# My puppy lost one of her fangs and upper front teeth. How am I going to play w



## gabyeddo (Aug 14, 2013)

I use the flirt pole with my pup to wear her out everyday, but she just lost one of her fangs. My trainer told me not to play tug&pull for 1 and half month until she loses all of her teeth and get her k9.
How am I going to play with her and wear her down? She has a lot of energy. Now she's 4 months.


Sent from Petguide.com Free App


----------



## MiaMoo (Apr 6, 2013)

Throw balls for her, swim, run.


----------



## Chantald (Jul 23, 2013)

If you know of any dogs/pups your little one plays well with, puppy play dates are a great way to tire your dog out! 

I bring my Thor to play with his buddy Mico, they always have a blast together, and Thor will keep going until he can't go anymore.
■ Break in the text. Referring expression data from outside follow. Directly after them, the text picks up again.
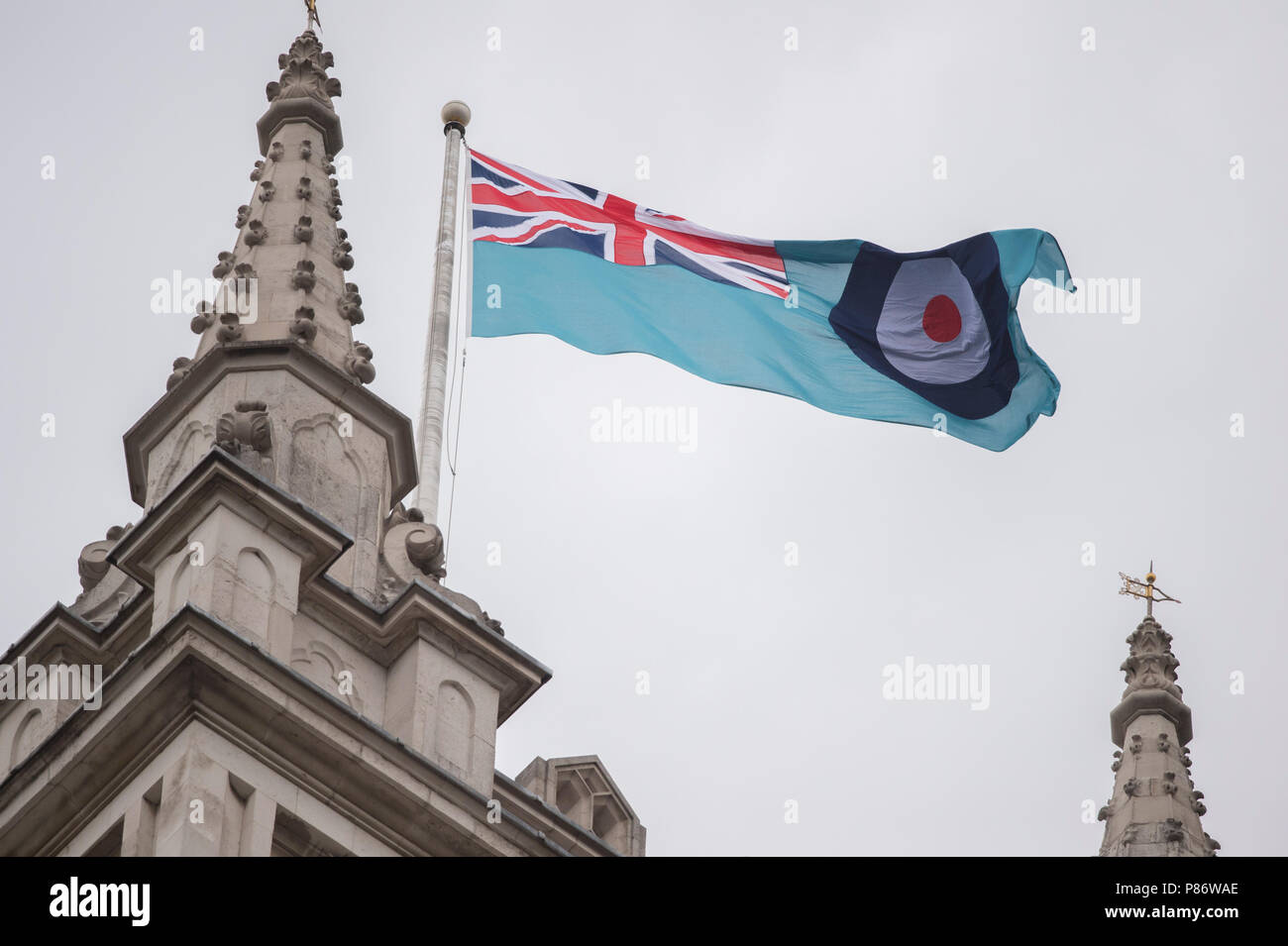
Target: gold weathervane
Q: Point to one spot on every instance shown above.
(1137, 588)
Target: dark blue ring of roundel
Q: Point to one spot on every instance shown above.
(854, 319)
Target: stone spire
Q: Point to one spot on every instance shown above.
(284, 275)
(278, 379)
(1154, 809)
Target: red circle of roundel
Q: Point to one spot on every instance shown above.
(941, 321)
(936, 322)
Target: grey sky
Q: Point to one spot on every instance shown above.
(765, 680)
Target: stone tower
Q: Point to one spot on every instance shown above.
(1154, 809)
(268, 662)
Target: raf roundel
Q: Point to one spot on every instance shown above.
(935, 322)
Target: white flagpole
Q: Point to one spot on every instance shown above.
(456, 116)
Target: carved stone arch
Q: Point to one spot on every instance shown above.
(24, 732)
(323, 666)
(254, 583)
(454, 726)
(181, 459)
(180, 584)
(317, 480)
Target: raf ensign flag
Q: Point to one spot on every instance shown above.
(928, 339)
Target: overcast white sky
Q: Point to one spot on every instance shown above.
(765, 679)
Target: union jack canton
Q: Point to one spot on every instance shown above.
(520, 207)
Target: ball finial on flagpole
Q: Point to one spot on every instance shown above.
(456, 115)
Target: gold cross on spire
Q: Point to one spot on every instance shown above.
(1137, 588)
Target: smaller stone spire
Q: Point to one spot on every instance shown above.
(1154, 809)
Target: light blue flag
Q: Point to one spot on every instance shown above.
(927, 339)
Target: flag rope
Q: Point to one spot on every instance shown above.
(460, 349)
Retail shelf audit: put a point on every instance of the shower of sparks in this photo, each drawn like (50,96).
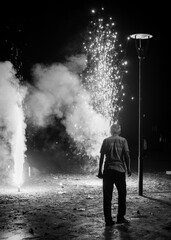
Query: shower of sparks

He has to take a long nap when he's done! 


Sent from Petguide.com Free App


----------



## Anubis_Star (Jul 25, 2012)

I do a lot of swimming with berlin to wear him out

Sent from Petguide.com Free App


----------



## MaggieRoseLee (Aug 17, 2001)

Hiking!


----------



## brightspot (Apr 18, 2013)

Let her play with the flirt pole! You can let her chase it and run and run! But when she catches it, let her have it. Don't tug. Teach her Give or Drop. And then chase some more! We did this when our pup started losing his baby teeth.


----------



## gabyeddo (Aug 14, 2013)

Thanks guys,
So I can still use the flirt pole. I don't want to take her outside yet because I think she might be in heat early. Recently, she often licks her girl part. Yesterday I walked out and saw 2 mastiffs from my neighbor looking at us. We made eyes contact and they made a move. So I ran back in the house cuz I don't want my pup to get terrorized by this big dogs. She's still small and we don't have fence. They came and waited at the front door for 5 mins, then my neighbor call them back. The club that I go to told me I shouldn't spay her at first heat. At least, let her grow out of it few times. And if I'm serious in the competition I should not spay.


Sent from Petguide.com Free App


----------